- Born: 1980 (age 45–46)
- Occupation: Actor
- Notable work: Out of My Hand (2015)

= Bishop Blay =

Liberian actor

Bishop Blay (born 1980) is a Liberian actor.

==Biography==
Blay was born in Liberia in 1980. During the Liberian Civil War, Blay worked as a rubber tree tapper in one of the largest rubber plantations in the country. He escaped to Ghana and lived at a refugee camp. During his time at the camp, he began his acting training by performing in improvised "street dramas". After the war, he acted in Liberian film and theater productions. Blay also worked in a parking lot in Monrovia when not acting.

In 2015, Blay made his feature film debut in Takeshi Fukunaga's Out of My Hand. He played Cisco, a rubber tapper who is involved in a labor dispute, and eventually decides to immigrate to New York. When he arrives in America, Blay's character is forced to confront his dark past.
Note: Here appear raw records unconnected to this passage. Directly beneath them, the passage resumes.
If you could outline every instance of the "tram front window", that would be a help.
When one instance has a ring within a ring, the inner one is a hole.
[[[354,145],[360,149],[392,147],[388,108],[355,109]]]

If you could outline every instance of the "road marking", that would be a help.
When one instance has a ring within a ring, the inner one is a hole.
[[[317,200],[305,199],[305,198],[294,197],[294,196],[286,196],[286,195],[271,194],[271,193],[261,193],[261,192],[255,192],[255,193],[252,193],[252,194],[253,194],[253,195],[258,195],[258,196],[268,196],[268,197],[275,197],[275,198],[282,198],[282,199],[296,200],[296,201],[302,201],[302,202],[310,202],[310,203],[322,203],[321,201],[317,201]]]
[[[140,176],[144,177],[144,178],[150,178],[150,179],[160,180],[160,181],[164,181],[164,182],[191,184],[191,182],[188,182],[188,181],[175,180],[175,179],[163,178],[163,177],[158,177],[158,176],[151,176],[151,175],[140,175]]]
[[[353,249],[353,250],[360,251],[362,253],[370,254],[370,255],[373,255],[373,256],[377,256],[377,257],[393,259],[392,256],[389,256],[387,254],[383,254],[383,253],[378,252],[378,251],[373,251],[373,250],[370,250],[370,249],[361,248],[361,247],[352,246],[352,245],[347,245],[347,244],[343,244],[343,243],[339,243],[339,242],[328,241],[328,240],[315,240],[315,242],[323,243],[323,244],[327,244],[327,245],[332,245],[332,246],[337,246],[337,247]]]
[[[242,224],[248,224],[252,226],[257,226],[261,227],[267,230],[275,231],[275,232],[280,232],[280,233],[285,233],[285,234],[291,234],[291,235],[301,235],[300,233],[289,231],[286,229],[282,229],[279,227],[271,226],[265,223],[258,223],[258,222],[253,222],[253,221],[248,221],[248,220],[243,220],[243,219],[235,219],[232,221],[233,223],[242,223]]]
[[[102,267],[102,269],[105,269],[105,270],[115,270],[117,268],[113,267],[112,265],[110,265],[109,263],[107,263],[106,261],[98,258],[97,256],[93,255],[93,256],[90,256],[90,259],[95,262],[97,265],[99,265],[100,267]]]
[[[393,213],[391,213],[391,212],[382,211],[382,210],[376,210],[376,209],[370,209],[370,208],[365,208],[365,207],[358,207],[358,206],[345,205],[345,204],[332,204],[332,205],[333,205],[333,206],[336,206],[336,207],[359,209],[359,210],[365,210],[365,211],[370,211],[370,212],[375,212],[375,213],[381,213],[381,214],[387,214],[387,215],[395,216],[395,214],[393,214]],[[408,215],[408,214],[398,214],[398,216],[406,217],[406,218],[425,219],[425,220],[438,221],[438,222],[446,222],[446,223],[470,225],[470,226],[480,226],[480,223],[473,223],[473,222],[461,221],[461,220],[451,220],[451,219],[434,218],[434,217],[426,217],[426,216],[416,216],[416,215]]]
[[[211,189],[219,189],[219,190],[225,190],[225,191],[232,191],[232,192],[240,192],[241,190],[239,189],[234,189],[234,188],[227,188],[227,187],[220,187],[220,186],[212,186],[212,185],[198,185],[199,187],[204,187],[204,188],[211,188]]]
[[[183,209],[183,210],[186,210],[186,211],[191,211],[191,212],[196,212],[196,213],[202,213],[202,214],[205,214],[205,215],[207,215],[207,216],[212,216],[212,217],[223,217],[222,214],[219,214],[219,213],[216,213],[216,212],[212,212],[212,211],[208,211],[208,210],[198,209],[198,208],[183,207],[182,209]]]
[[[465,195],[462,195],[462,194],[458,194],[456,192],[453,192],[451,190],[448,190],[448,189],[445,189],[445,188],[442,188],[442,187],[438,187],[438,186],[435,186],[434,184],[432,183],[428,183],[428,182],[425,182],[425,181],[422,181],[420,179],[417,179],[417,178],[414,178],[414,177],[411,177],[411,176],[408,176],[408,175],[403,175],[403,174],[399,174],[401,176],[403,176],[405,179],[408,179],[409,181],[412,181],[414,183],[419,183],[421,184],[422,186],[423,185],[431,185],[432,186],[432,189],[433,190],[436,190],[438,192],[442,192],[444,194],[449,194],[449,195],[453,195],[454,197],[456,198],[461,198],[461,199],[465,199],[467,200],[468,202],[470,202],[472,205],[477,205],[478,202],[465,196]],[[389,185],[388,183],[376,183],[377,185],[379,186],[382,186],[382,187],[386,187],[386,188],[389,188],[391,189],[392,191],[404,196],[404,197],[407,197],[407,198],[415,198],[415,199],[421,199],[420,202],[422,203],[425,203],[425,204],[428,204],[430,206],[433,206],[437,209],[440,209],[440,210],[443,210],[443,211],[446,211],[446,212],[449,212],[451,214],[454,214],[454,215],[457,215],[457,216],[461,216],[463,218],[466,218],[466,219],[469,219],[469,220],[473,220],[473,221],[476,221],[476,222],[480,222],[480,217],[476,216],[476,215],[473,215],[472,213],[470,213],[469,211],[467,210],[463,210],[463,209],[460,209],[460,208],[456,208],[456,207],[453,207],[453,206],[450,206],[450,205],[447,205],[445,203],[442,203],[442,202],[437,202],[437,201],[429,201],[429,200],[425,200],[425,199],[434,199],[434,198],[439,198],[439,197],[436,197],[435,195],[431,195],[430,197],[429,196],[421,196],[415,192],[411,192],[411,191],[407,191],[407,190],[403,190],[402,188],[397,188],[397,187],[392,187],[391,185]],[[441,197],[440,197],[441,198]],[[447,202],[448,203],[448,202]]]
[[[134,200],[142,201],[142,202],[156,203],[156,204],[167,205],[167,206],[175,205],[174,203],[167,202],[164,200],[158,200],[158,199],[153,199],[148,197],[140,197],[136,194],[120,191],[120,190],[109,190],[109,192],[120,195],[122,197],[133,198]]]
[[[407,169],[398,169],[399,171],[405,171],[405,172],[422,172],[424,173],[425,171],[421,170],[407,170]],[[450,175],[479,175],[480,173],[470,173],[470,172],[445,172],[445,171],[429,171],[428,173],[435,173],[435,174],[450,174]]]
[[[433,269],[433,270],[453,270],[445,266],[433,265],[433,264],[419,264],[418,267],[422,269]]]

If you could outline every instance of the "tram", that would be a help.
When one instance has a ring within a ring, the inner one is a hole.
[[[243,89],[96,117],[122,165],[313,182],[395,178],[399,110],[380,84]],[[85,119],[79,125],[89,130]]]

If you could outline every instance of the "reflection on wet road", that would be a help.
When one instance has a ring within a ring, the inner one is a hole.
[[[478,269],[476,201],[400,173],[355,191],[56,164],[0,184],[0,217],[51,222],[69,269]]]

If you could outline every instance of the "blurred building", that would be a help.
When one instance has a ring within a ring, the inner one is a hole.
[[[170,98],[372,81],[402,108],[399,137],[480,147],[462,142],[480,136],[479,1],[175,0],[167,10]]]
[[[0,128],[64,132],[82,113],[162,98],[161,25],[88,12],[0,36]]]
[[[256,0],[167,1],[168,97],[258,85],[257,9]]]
Katie Walsh of the Los Angeles Times wrote that "Blay brings a naturalism and grounded soulfulness to his performance," noting that he "has an arresting face and an even more arresting screen presence." The film debuted at the Berlin International Film Festival and won the U.S. Fiction Award at the Los Angeles Film Festival. Fukunaga discovered Blay at an audition that he had in cooperation with the Liberian Movie Union, and was impressed with Blay's ability to convey emotion through facial expressions.

Like his character, Blay moved to New York to further his career.